The goal of this project is to do to the Nintendo Entertainment System what the Arcade Learning Environment (ALE) did for the Atari; make it viable to write agents to play classic Nintendo games.
Nineveh is a Modification of the Nintengo emulator (built on the same commit history, with many of the original files included). The goals I have been working towards are:
- Emulation core uncoupled from rendering and sound generation modules for fast emulation with minimal library dependencies.
- Python development is supported through ctypes.
The system is designed with the intent of easy interfacing with the OpenAI Gym. Unlike the ALE, which appears to have initially been desinged to integrate with C++ agents out of the box. Further extension would be needed to enable its control via pipes (which seems to be something of a pain to implement)
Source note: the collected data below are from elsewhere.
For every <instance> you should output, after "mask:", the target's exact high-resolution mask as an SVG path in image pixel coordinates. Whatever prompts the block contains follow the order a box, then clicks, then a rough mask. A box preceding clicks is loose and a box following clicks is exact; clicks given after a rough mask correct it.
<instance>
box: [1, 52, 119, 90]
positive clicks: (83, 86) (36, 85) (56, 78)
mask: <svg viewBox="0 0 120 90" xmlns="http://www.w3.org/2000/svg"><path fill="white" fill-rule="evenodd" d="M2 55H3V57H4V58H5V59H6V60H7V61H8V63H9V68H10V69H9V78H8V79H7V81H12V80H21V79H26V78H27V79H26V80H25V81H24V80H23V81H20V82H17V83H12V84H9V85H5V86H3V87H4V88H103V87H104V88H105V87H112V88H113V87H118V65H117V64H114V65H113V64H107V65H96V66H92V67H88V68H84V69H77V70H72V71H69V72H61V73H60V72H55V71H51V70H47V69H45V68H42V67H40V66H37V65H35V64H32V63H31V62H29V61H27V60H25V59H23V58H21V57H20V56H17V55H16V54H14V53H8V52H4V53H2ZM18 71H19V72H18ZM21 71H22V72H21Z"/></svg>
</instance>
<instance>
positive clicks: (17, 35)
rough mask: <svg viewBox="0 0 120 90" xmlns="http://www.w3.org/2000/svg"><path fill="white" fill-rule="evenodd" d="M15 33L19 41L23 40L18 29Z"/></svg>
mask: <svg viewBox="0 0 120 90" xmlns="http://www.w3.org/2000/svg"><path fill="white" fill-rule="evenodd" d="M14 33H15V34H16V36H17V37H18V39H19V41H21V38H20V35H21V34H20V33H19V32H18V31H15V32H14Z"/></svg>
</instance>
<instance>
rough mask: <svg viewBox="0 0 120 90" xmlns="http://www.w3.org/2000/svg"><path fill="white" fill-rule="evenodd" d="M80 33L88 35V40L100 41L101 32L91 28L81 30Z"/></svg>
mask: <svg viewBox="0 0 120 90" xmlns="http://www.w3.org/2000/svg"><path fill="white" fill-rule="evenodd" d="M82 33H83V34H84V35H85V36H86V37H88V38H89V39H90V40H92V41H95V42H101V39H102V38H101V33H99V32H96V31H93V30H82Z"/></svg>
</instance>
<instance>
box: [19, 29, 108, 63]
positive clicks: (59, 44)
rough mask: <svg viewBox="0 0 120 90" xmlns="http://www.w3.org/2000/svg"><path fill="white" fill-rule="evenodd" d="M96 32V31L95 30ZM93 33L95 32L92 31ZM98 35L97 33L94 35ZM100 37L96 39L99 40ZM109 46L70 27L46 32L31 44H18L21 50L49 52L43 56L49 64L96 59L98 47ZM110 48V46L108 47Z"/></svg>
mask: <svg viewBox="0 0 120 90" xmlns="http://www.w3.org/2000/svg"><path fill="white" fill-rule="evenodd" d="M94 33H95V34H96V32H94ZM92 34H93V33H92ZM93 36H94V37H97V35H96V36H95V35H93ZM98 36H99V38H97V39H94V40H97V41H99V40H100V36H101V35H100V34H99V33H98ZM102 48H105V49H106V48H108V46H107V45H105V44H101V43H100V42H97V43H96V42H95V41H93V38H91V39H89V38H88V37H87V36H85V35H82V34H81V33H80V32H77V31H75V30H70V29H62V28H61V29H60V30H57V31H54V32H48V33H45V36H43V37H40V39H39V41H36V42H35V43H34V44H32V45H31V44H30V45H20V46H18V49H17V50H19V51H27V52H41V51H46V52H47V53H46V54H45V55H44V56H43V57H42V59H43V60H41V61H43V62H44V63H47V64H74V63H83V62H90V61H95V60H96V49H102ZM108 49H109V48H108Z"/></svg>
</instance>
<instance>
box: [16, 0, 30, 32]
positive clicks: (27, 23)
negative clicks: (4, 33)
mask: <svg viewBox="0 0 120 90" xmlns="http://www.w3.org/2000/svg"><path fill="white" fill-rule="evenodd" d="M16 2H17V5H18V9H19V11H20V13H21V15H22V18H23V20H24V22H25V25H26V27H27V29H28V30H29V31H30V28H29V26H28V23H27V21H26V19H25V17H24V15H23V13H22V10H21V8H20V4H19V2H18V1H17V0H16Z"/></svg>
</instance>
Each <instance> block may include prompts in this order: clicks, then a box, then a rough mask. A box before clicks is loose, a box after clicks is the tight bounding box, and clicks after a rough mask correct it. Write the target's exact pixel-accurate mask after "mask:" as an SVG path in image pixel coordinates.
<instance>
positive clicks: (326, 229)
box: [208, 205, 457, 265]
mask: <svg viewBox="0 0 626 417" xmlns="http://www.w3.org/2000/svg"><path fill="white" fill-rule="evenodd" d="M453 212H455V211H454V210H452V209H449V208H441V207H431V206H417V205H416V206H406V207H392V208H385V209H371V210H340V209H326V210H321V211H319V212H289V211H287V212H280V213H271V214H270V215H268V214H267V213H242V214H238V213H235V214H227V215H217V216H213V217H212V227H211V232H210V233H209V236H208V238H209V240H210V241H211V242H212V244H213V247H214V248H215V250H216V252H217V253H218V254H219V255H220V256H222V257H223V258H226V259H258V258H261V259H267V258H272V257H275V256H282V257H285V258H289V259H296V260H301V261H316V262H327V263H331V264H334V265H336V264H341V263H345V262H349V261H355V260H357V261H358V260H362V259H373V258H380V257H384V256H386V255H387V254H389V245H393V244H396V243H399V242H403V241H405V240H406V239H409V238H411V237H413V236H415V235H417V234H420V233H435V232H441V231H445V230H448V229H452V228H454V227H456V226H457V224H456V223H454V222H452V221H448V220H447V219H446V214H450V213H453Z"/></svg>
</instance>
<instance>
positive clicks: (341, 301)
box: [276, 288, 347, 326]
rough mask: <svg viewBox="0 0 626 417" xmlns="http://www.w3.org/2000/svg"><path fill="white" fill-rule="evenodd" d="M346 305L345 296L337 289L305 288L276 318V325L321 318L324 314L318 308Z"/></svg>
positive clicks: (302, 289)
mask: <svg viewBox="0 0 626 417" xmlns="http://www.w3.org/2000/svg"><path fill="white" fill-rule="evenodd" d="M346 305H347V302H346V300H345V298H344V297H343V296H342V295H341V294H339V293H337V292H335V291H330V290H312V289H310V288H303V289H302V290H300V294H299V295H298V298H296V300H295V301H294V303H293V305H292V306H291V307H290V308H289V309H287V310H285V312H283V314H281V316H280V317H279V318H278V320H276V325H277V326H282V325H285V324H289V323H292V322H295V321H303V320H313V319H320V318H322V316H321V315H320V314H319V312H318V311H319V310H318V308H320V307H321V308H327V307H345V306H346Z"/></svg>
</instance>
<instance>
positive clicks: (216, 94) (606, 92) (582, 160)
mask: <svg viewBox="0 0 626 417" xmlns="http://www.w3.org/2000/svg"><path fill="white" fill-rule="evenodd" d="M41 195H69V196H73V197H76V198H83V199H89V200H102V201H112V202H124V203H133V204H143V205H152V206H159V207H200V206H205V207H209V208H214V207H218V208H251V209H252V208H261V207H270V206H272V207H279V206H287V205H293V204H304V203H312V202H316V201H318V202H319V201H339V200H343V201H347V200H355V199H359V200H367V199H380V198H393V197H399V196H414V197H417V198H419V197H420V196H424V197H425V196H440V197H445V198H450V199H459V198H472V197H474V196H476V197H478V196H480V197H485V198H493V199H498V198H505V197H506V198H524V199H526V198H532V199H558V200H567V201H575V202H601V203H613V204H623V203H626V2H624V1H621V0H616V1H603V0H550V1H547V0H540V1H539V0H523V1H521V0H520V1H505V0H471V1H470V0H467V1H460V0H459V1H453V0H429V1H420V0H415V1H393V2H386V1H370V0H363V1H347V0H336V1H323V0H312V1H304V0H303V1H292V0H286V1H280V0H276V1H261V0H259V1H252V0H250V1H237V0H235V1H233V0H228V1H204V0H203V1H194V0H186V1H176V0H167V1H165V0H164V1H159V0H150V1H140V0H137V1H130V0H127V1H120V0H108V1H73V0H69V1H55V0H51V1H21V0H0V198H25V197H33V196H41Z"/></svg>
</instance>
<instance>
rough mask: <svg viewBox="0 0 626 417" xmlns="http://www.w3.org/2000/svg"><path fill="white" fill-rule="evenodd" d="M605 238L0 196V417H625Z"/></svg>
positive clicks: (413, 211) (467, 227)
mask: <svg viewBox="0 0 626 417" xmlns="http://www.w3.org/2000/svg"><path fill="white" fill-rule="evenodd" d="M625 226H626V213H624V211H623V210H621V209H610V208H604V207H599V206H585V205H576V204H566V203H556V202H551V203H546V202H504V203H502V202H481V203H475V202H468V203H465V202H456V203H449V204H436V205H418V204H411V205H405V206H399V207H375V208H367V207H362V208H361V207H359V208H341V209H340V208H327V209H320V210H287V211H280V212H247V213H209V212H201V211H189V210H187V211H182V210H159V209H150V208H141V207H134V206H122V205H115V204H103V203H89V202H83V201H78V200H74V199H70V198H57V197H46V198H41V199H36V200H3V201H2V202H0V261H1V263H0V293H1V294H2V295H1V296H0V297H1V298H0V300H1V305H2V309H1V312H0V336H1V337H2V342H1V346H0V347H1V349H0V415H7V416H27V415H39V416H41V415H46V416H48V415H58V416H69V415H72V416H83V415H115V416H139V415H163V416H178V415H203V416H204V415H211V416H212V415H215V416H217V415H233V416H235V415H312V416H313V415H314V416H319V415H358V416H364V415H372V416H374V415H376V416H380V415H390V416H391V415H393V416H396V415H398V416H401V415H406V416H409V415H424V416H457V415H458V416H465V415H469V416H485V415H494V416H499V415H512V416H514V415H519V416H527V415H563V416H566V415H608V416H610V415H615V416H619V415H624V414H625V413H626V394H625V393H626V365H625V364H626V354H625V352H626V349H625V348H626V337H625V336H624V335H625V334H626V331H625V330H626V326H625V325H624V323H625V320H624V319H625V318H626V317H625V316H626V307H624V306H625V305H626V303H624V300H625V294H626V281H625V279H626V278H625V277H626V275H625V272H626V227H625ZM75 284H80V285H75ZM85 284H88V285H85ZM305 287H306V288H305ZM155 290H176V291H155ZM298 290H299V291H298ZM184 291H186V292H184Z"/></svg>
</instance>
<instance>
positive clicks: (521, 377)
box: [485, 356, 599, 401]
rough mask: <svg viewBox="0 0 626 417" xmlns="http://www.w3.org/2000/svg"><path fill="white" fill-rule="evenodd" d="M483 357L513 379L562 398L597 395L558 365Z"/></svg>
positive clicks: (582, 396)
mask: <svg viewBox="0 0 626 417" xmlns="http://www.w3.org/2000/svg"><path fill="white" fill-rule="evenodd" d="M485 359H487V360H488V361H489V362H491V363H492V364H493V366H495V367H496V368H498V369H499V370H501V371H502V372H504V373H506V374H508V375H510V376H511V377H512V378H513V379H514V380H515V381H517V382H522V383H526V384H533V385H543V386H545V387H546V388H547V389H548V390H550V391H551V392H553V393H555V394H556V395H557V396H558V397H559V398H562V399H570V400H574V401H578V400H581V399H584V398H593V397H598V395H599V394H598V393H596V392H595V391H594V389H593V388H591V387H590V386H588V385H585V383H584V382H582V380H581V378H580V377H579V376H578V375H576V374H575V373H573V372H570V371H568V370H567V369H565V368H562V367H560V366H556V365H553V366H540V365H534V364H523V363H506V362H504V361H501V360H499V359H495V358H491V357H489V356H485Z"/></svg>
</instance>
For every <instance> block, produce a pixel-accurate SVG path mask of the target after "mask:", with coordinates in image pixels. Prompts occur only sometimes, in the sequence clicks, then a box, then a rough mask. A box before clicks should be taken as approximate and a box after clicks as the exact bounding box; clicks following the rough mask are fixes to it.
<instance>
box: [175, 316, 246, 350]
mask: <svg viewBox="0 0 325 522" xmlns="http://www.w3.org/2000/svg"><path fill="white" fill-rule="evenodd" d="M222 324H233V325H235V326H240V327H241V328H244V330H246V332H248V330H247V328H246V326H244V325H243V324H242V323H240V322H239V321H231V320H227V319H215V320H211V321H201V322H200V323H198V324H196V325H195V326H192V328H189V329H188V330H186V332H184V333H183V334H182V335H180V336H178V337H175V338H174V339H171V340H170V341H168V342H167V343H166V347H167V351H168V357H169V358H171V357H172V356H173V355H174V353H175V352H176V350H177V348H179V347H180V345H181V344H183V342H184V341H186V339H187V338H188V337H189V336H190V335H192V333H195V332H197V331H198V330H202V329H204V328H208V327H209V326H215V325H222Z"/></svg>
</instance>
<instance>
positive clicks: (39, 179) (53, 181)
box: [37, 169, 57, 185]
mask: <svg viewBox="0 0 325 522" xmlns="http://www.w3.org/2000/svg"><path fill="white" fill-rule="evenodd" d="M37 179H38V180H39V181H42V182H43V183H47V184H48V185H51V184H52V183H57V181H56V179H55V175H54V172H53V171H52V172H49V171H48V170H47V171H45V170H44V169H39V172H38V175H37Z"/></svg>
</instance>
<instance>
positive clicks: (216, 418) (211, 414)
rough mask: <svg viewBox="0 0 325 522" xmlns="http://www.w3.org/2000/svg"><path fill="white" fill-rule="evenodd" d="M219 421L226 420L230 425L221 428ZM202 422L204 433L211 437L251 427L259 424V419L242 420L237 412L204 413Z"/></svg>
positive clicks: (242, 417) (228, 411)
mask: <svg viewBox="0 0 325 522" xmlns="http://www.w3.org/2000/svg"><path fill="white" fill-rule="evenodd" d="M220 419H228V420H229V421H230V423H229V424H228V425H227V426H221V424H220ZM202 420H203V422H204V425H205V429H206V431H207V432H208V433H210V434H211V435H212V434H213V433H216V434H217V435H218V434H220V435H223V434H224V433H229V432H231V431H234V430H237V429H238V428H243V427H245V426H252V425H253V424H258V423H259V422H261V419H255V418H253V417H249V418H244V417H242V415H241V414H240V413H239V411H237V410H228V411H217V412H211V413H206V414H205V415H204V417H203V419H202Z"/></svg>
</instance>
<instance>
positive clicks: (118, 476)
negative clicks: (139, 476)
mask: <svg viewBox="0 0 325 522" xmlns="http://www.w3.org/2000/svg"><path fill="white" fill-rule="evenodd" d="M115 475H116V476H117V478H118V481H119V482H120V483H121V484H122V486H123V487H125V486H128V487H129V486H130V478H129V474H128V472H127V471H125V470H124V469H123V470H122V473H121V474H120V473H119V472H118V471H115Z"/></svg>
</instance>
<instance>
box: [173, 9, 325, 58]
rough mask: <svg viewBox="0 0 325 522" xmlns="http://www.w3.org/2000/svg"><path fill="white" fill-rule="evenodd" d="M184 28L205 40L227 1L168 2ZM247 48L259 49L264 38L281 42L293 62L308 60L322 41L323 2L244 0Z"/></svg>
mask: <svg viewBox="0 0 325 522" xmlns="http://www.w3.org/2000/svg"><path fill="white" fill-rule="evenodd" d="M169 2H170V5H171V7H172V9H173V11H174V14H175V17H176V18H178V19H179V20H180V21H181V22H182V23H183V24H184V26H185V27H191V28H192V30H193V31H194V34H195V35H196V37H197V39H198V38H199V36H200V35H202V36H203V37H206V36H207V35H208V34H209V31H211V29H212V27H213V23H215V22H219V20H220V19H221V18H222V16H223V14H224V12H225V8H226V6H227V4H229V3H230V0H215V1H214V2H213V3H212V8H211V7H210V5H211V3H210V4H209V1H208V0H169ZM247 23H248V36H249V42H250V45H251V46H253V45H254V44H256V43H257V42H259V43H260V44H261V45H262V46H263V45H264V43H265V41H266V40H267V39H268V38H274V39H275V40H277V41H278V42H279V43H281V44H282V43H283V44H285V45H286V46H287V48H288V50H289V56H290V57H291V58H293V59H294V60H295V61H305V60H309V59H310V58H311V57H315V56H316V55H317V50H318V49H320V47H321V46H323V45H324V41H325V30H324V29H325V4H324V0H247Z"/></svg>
At present, can either be launched in human playable mode or in headless mode. Human playable mode is for debugging purposes, and will likely end up stripped out of the final product to avoid legal trouble. All agents will operate in headless mode. Each observation outputs a jpeg file; the option to output the entire run to the current point as a gif is also present.
I named it Nineveh as a slant portmanteau of NINtendo EnVironmEnt, and I like to give my work names which are classical references. I might need to change the name to something drier like "NES Learning Environment" when I start to publicize it.
Currently have rudimentary reward and game over outputs for
- Mario Brothers
- Donkey Kong
- Castlevania
Still need to figure out a method for delivering relevant roms (as well as a unified framework for the games)
At present, working on a proof of concept using the Arcade game Donkey Kong.